Various papers have been published providing advice and guidelines [10, 17, 22,23,24,25,26,27]. Some of the guidelines include reproducibility checklists. Some checklists are associated to a specific journal or conference and are provided to the reviewers so that they can take these aspects in consideration when evaluating papers. One can cite, for example, the MICCAI (Medical Image Computing and Computer-Assisted Intervention conference) reproducibility checklist.Footnote 20,Footnote 21

Finally, it is very important that reproducibility studies, assessing all aspects of reproducibility (exact, statistical, conceptual, measurement), are performed, published, and widely read. Unfortunately, it is still easier to publish in a high-impact journal a study that is not reproducible but describes exciting results than a replication study. The good news is that this is starting to change. Reproducibility challenges have been proposed in various fields including machine learningFootnote 22 and medical image computing [80]. In the field of neuroimaging, the journal NeuroImage: Reports publishes Open Data Replication Reports.Footnote 23 the Organization for Human Brain Mapping has a replication award.Footnote 24 and the MRITogether workshopFootnote 25 emphasizes reproducibility.

7.4 One Size Does Not Fit All

We hope the reader is now convinced of the benefits of aiming towards reproducible research. Does it mean that reproducibility requirements should be the same for all studies? We strongly believe the opposite. To take an extreme example, requiring all studies to be exactly reproducible with minimal efforts (like with running a single command) would be an awful idea. We believe, on the contrary, that reproducibility efforts should vary according to many factors including the type of study and the context in which it is performed. One would probably not have the same level of requirement for a methodological paper and for an extensive medical application with strong claims about clinical applicability. For the former, one may be satisfied with an experiment on a single or a few datasets. For the later, one would expect the study to include multiple datasets with varying characteristics and a comprehensive assessment of generalizability under different factors such as imaging devices and acquisition parameters. Also, there are some cases where sharing the code is not desired (e.g., because an industrial application is foreseen) or where the code will not adhere to best development practices because it is just a prototype to test a new methodology. Nevertheless, sharing weakly documented code is always better than no sharing at all. Similarly, there are cases where data sharing is difficult or even impossible due to regulatory constraints. As mentioned above, reproducibility is a spectrum. Where a given study should lie in this spectrum should depend on the type of study and the constraints the researchers face.

We thus advocate for a nondogmatic approach to reproducibility. Guidelines are extremely useful, but they should not be carved in stone. Also, we believe that the requirements should be assessed by the reviewers on a case-by-case basis. Indeed, what matters is that the reproducibility level matches the claims made in the paper. Of course, it is a good thing that journals and conferences provide requirements for reporting essential information. It is helpful to researchers and makes the community progress towards better science. Also, some bad practices such as data leakage or p-hacking need to be banished. But we believe that very high reproducibility requirements (e.g., requiring that exact reproducibility is feasible) at the level of a given journal or conference would be counterproductive. Finally, we like the idea of a badging system [27] which would tag papers according to their reproducibility level. It remains to be seen how such system should be implemented.

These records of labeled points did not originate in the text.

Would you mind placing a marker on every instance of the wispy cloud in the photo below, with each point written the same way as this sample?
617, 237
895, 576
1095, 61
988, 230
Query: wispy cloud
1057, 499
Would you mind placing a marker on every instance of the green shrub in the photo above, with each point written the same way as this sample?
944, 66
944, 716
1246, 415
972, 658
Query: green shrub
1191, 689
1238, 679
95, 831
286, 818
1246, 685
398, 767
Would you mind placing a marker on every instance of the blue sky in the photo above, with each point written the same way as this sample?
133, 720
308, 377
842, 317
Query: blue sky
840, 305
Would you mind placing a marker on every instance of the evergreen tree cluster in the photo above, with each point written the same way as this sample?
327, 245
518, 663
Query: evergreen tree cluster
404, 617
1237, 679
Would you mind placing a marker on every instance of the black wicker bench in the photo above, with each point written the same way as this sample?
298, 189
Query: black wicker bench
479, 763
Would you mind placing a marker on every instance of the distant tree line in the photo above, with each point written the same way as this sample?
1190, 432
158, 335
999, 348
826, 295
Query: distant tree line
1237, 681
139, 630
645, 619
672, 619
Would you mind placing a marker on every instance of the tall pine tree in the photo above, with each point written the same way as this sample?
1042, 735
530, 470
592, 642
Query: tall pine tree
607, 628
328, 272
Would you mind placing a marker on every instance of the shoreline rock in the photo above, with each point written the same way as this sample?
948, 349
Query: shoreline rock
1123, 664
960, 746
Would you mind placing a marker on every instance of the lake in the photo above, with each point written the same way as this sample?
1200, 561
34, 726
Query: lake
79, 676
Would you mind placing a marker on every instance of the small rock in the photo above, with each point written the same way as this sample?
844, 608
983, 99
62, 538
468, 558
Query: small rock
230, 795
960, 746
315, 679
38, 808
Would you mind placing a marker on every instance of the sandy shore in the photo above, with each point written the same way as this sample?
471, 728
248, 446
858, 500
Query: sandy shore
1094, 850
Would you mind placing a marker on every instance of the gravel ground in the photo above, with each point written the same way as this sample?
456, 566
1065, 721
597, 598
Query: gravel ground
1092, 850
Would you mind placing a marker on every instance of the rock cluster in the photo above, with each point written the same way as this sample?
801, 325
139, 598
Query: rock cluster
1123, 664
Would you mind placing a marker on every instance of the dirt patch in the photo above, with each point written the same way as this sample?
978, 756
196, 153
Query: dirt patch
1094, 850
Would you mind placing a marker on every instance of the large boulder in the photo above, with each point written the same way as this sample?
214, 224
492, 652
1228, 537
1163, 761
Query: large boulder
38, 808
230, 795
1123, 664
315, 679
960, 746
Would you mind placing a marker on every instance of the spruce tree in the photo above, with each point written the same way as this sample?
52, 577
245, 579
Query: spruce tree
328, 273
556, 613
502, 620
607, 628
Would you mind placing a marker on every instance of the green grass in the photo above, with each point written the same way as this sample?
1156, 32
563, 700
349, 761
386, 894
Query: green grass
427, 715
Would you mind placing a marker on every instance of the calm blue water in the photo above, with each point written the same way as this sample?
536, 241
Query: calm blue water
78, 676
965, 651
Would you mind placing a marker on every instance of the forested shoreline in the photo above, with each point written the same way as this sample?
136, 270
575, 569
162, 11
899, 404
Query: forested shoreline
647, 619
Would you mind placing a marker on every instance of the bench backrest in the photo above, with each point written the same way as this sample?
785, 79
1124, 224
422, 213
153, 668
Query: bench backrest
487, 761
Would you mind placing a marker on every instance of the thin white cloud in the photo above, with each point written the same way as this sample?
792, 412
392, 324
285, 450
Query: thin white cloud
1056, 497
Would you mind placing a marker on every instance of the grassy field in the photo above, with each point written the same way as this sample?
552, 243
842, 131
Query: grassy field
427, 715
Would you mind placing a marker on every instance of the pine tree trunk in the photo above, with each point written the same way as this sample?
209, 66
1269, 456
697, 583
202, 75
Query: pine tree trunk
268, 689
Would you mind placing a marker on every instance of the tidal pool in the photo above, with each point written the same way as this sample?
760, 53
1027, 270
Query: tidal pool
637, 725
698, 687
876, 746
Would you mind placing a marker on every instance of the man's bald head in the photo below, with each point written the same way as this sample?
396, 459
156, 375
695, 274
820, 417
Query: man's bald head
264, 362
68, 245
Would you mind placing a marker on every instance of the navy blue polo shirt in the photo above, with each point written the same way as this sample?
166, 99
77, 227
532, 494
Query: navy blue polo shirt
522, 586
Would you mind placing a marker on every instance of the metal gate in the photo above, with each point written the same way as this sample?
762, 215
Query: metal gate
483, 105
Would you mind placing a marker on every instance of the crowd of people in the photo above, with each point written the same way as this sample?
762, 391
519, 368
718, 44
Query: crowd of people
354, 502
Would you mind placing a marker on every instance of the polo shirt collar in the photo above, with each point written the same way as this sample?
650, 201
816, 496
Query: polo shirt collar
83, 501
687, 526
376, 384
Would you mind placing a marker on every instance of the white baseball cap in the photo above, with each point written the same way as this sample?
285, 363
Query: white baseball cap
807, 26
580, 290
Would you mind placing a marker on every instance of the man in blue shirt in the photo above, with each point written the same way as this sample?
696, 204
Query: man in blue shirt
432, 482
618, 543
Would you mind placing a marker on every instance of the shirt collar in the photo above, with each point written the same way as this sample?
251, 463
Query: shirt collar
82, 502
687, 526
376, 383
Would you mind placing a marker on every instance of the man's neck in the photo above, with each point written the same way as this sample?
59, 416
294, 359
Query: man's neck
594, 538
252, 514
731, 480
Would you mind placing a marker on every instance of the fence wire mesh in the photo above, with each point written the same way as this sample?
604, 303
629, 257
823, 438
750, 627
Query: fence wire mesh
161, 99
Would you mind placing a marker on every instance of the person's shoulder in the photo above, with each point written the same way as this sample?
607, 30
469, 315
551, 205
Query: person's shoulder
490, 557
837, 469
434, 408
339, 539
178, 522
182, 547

To conclude, we firmly believe that it is essential for researchers and students in the field of ML for medical imaging to be trained to the concepts and practice of reproducibility. It will be beneficial to them as well as to the community in general. But this does not mean that researchers should aim at perfect reproducibility in all their studies. Diversity in research approaches and practices is also a factor that drives science forward and which should be preserved.